At least 547 children of Germany’s most famous Roman Catholic choir for boys were physically or sexually abused between 1945 and 1992, according to a report released on Tuesday, The Washington Post reported.

The 440-page report, released by lawyer Ulrich Weber, who was tasked with carrying out an independent investigation, shows the abuse was carried out by priests and teachers at the Domspatzen choir in Regensburg.

News reports said many boys likened the institution to a “prison, hell or a concentration camp”.

Forty-nine teachers at the school in Regensburg often slapped or whipped the boys with wooden sticks and violin bows, The Guardian reported. Those who tried to escape were brought back and then humiliated in front of the other children, it said.

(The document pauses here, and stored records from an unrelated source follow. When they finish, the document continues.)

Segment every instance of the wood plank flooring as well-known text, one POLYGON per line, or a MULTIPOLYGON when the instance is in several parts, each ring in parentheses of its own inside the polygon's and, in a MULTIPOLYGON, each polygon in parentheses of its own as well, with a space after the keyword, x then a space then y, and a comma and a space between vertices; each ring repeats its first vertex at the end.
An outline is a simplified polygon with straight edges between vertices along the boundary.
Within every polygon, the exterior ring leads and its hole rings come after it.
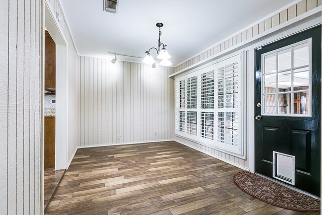
POLYGON ((175 141, 80 149, 47 214, 309 213, 246 194, 232 181, 240 171, 175 141))

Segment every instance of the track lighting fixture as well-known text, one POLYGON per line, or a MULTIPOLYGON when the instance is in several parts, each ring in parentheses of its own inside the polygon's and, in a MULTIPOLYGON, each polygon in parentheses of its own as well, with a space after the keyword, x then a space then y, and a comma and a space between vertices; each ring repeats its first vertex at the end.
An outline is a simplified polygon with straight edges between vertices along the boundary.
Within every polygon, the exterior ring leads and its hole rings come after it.
POLYGON ((170 61, 171 55, 170 55, 167 49, 166 49, 166 46, 167 46, 167 45, 161 43, 161 41, 160 41, 161 34, 162 34, 162 32, 161 32, 161 28, 163 26, 163 24, 158 23, 156 23, 156 27, 159 28, 159 39, 157 41, 157 48, 153 47, 150 48, 148 51, 146 51, 145 52, 145 53, 146 53, 146 55, 145 55, 142 61, 145 63, 151 64, 152 67, 155 68, 155 61, 153 59, 153 57, 151 56, 150 51, 151 49, 155 49, 156 50, 156 57, 157 59, 162 60, 160 62, 160 64, 166 66, 169 66, 172 65, 172 63, 170 61), (160 50, 160 46, 161 46, 161 45, 163 46, 163 48, 160 50))
POLYGON ((117 60, 117 58, 116 57, 116 54, 114 54, 114 58, 111 60, 112 63, 114 64, 116 62, 116 60, 117 60))

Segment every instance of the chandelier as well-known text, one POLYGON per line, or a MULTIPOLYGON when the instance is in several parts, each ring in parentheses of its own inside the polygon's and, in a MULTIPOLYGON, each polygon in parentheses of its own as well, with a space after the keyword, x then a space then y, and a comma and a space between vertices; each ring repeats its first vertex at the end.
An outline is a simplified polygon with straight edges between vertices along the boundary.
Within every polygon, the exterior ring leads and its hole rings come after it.
POLYGON ((160 38, 161 37, 161 34, 162 34, 162 32, 161 32, 161 27, 163 26, 163 24, 158 23, 156 23, 156 27, 159 28, 159 39, 157 41, 157 48, 152 47, 150 48, 148 51, 146 51, 145 52, 145 53, 147 53, 146 55, 145 55, 142 61, 143 63, 151 64, 152 67, 155 68, 155 60, 154 60, 153 57, 151 56, 150 51, 151 49, 155 49, 156 50, 156 57, 157 59, 162 60, 161 62, 160 62, 160 65, 169 66, 172 65, 172 63, 170 61, 171 56, 167 49, 166 49, 166 46, 167 46, 167 45, 161 43, 161 41, 160 41, 160 38), (160 50, 160 46, 161 46, 161 45, 162 45, 162 48, 160 50))

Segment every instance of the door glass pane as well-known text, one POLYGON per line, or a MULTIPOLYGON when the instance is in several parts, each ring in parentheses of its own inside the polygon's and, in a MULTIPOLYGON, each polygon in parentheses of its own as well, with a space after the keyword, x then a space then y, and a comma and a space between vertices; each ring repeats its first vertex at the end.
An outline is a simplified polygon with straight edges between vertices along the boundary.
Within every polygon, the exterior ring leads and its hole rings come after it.
POLYGON ((265 93, 275 93, 276 88, 276 74, 264 76, 265 93))
POLYGON ((278 52, 278 70, 291 68, 291 48, 278 52))
POLYGON ((286 92, 291 91, 291 71, 287 71, 278 73, 278 92, 286 92))
POLYGON ((308 90, 309 76, 308 67, 294 69, 293 75, 293 90, 308 90))
POLYGON ((264 74, 267 74, 276 71, 276 53, 267 55, 265 56, 264 74))
POLYGON ((286 114, 290 113, 290 101, 291 101, 291 94, 278 94, 277 102, 278 104, 278 114, 286 114))
POLYGON ((308 43, 294 46, 293 48, 294 67, 308 65, 308 43))
POLYGON ((308 113, 308 92, 294 93, 294 114, 307 114, 308 113))
POLYGON ((275 94, 264 96, 265 113, 276 113, 275 96, 275 94))

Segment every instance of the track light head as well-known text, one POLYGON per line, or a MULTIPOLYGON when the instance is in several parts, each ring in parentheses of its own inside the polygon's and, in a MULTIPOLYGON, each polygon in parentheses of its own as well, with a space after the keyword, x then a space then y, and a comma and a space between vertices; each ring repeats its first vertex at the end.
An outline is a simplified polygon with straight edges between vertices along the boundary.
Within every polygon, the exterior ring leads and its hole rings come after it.
POLYGON ((116 62, 116 61, 117 60, 117 58, 116 57, 116 54, 115 55, 115 57, 114 58, 113 58, 112 59, 112 60, 111 60, 111 62, 112 62, 112 63, 114 64, 116 62))

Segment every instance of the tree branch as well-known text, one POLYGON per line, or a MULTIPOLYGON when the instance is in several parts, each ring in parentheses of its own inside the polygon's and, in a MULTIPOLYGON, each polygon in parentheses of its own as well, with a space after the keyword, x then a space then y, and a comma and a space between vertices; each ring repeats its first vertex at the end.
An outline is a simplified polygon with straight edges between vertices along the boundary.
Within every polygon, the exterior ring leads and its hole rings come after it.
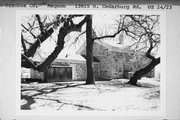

Weber’s report said most of the abuse was concentrated in the 1960s and 1970s, when Pope Benedict XVI’s brother Georg Ratzinger was in charge, according to The Washington Post. This led Weber to assume that Ratzinger was aware of the sexual abuse, the report said.

Ratzinger, however, denied this in 2010, when the allegations against the Roman Catholic clergy in Germany first emerged. He had said, “Pupils told me on concert trips about what went on, but it didn’t dawn on me from their stories that I should do something…I ask the victims for forgiveness,” The Washington Post reported.

In 2010, following pressure from many victims, the diocese had called on Weber to conduct an independent inquiry into the alleged abuse.